More on this project soon, but for now, please let me know if you have a Manitoba location, a person, a story, or if you know someone with a printing press sitting around not doing much. These are all things we could use!
PEOPLE | PLACE | LIGHT
Manitoba is endowed with remarkable people. From Louis Riel to other famous individuals like Gabriel Roy, Cindy Klassen, Miriam Toews, and many, many more, there are lots to choose from. There’s also a plethora of the not-so-famous—but just as interesting. It’s predominantly this latter group we hope to meet and share with our readers, though story-telling and visual arts.
Our province is one of diversity not just in the origins of its people, but in its geography too. The North, the prairies, the boreal, rivers, lakes, a great city and numerous smaller communities with singular stories to tell and show. Manitoba places make for fascinating discovery and study.
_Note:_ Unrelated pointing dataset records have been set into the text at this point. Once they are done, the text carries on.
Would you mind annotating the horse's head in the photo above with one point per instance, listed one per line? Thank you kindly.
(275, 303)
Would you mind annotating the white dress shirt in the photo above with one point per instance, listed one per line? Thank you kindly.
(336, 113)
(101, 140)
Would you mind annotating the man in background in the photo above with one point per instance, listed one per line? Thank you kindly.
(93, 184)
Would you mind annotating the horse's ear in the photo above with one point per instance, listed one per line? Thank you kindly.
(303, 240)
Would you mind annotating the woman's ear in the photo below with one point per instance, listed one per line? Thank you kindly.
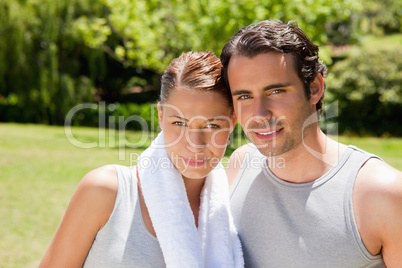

Sunny Manitoba. As every Manitoban who has spent time out of the province knows, it is our light, both in terms of the vast size of the sky over the flat prairie landscape, and its year-round abundance that makes the sun’s absense felt most acutely when we are away from home. Whether it’s sitting on a Whiteshell dock in the unfading light of a late June evening, or waiting impatiently for the sunrise on a frozen January morning, Manitobans’ relationship with daylight—with the sun—is special and unlike any other place. So too, light plays a dominant role in the art of photography and we believe that by paying special attention to light in our photos (and in our fiction!) we’ll uncover truths that may otherwise have gone, uh… unilluminated.
So that’s it. Four cool things. A quatrefoil.